Il appartiendra en conséquence à l'Office d'interpeller la créancière pour savoir si elle dispose d'autres éléments permettant de localiser la débitrice (employeur, adresse mail). Il pourra également de son côté, mais aux frais de la plaignante, entreprendre toutes démarches utiles aux fins d'établir la nouvelle adresse de la débitrice.

Une fois ces démarches entreprises et en fonction des résultats obtenus, il appartiendra à l'Office de procéder, cas échéant, à une notification par voie édictale.

La plainte doit ainsi être admise et la décision de refus de la réquisition de poursuite rendue le 7 novembre 2018 par l'Office annulée.
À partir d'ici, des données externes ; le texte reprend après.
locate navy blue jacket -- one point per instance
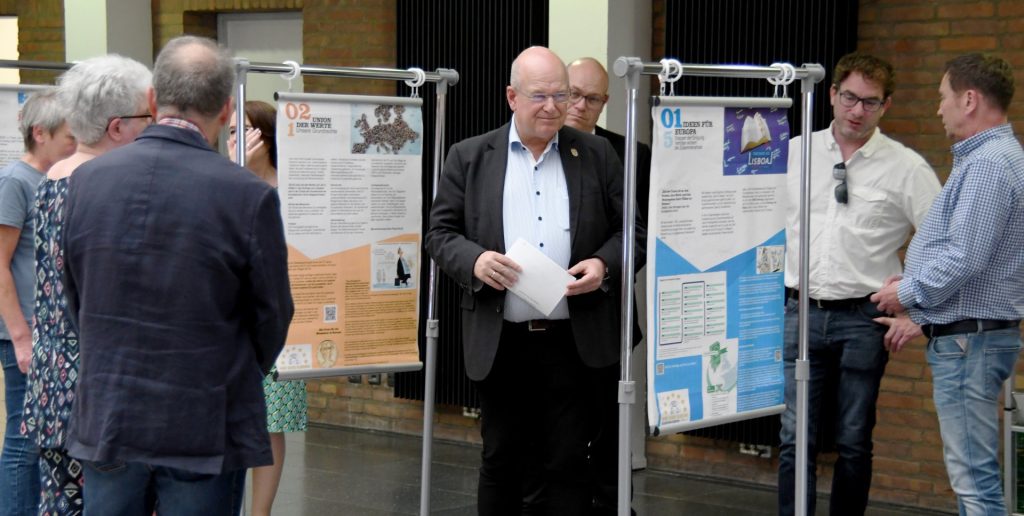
(176, 277)
(466, 220)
3. La procédure de plainte est gratuite (art. 20a al. 2 ch. 5 LP et art. 61 al. 2 let. a OELP) et il ne peut être alloué aucuns dépens dans cette procédure (art. 62 al. 2 OELP).

* * * * *


PAR CES MOTIFS,
La Chambre de surveillance :

A la forme :

Déclare recevable la plainte formée le 13 novembre 2018 par A______ contre la décision de refus de réquisition de l'Office du 7 novembre 2018.

Au fond :

Annule cette décision.

Invite l'Office à poursuivre la procédure de notification dans le sens des considérants.

Siégeant :

Madame Pauline ERARD, présidente; Messieurs Georges ZUFFEREY et Mathieu HOWALD, juges assesseurs; Madame Véronique PISCETTA, greffière.

 

La présidente :

Pauline ERARD

 

La greffière :

Véronique PISCETTA

 

 

 

 

 

 

Voie de recours :

Le recours en matière civile au sens de l’art. 72 al. 2 let. a de la loi sur le Tribunal fédéral du 17 juin 2005 (LTF; RS 173.110) est ouvert contre les décisions prises par la Chambre de surveillance des Offices des poursuites et des faillites, unique autorité cantonale de surveillance en matière de poursuite pour dettes et faillite (art. 126 LOJ). Il doit être déposé devant le Tribunal fédéral, 1000 Lausanne 14, dans les dix jours qui suivent la notification de l'expédition complète de la présente décision (art. 100 al. 1 et 2 let. a LTF) ou dans les cinq jours en matière de poursuite pour effets de change (art. 100 al. 3 let. a LTF). L’art. 119 al. 1 LTF prévoit que si une partie forme un recours ordinaire et un recours constitutionnel, elle doit déposer les deux recours dans un seul mémoire. Le recours doit être rédigé dans une langue officielle, indiquer les conclusions, en quoi l'acte attaqué viole le droit et les moyens de preuve, et être signé (art. 42 LTF).

Le recours doit être adressé au Tribunal fédéral, 1000 Lausanne 14.